The substitute connected with Ashley Young’s delivery in the fourth minute of added time to cancel out former Toffees winger Alex Iwobi’s 61st-minute strike and extend Everton’s unbeaten run to five matches.
While they had a first-half effort disallowed for offside when Dominic Calvert-Lewin slotted in on the follow-up after Idrissa Gueye’s shot hit the bar, the hosts had struggled to show much threat during the contest before Beto’s last-gasp intervention.
And Everton manager Dyche said: “I thought we weren’t at it, I thought they were. I think they’re a good outfit anyway and they were better than us on the night.
“Not by a long shot – we weren’t in massive trouble, we weren’t getting rings ran round us, but just the feel of the game. I thought we were short of where we have been.
“On the other hand, the balance of football is it lasts for 96 minutes on this occasion and the mentality I’ve asked the players to continue growing is that relentlessness, and I think that was on show.
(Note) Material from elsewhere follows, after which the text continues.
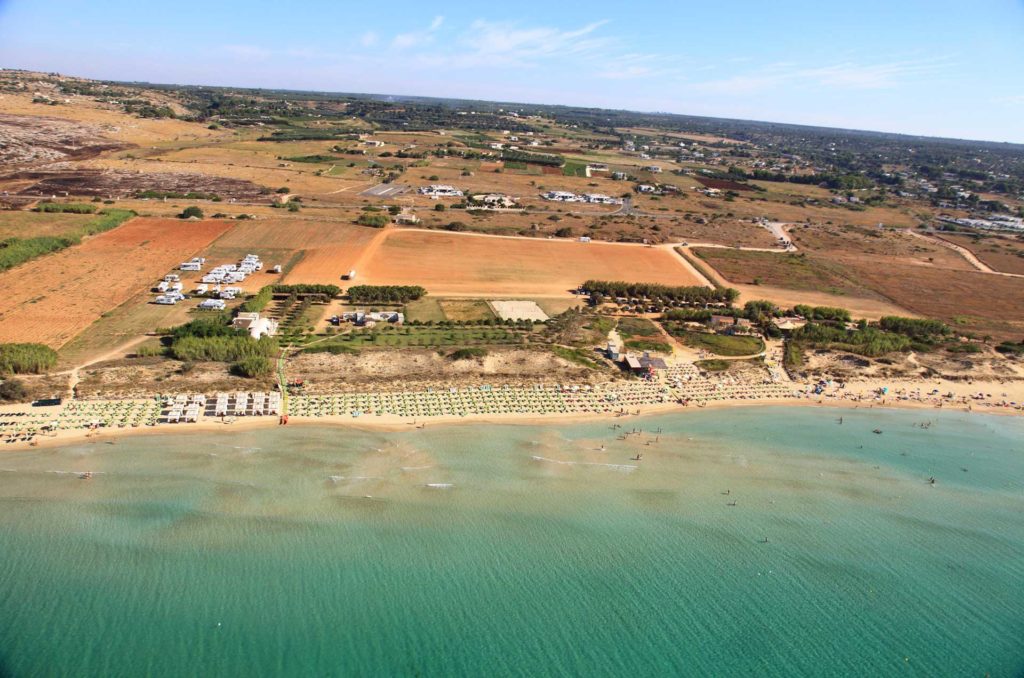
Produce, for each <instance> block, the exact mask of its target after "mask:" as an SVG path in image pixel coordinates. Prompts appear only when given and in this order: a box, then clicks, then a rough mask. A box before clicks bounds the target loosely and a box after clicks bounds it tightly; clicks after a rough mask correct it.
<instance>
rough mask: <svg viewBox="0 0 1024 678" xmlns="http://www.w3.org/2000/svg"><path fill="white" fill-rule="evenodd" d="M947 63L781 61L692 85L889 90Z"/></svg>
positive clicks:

“The last 10 minutes you could sense we were knocking on the door all of a sudden, and when we did score I wasn’t that surprised because I felt the energy and the feeling of the game had changed, albeit for a short period.
“I was pleased in the end to keep the unbeaten run going and get a point.”
The equaliser was Beto’s first goal of the season and only his sixth since joining from Udinese in the summer of 2023, and Dyche said of the Guinnea-Bissau international: “Brian Clough used to have a saying, ‘sometimes you’ve got to get hurt to score a goal’, and I thought he was willing to.
“He was in the mix, he throws his head at it and it’s a good header.”
Dyche, whose side rise a place to 15th in the Premier League table, also said he had no update regarding an injury sustained by Dwight McNeil, adding: “Hopefully it’s nothing too serious.”
Fulham took the lead through Iwobi having gone close twice in quick succession in the first half when Adama Traore’s shot was parried by Jordan Pickford and Emile Smith Rowe hooked over the bar.
The Cottagers, whose boss Marco Silva was also back at his old club having managed Everton from May 2018 to December 2019, stay 10th, and the Portuguese said: “Really tough for us, the result, and sometimes football is difficult to explain.
“All the things don’t go in the direction of the team that played much better from the first minute, the only team that tried to control the game. It’s tough for us right now, the players are down in the dressing room.
“We should have killed the game with 2-0, we didn’t, and of course these type of games, the last minutes, can go in a way that was unfair to be honest for us. Unfortunately they score in one moment, and in that moment we should defend better in our box.
“But clearly we were the much better team and we deserved the three points. But the reaction was really good from us – I have to look at all the picture, and this is the reaction I wanted (after losing 3-1 at home to Aston Villa last time out). Even if the result was really tough for us, the fans have to be proud the way we played.”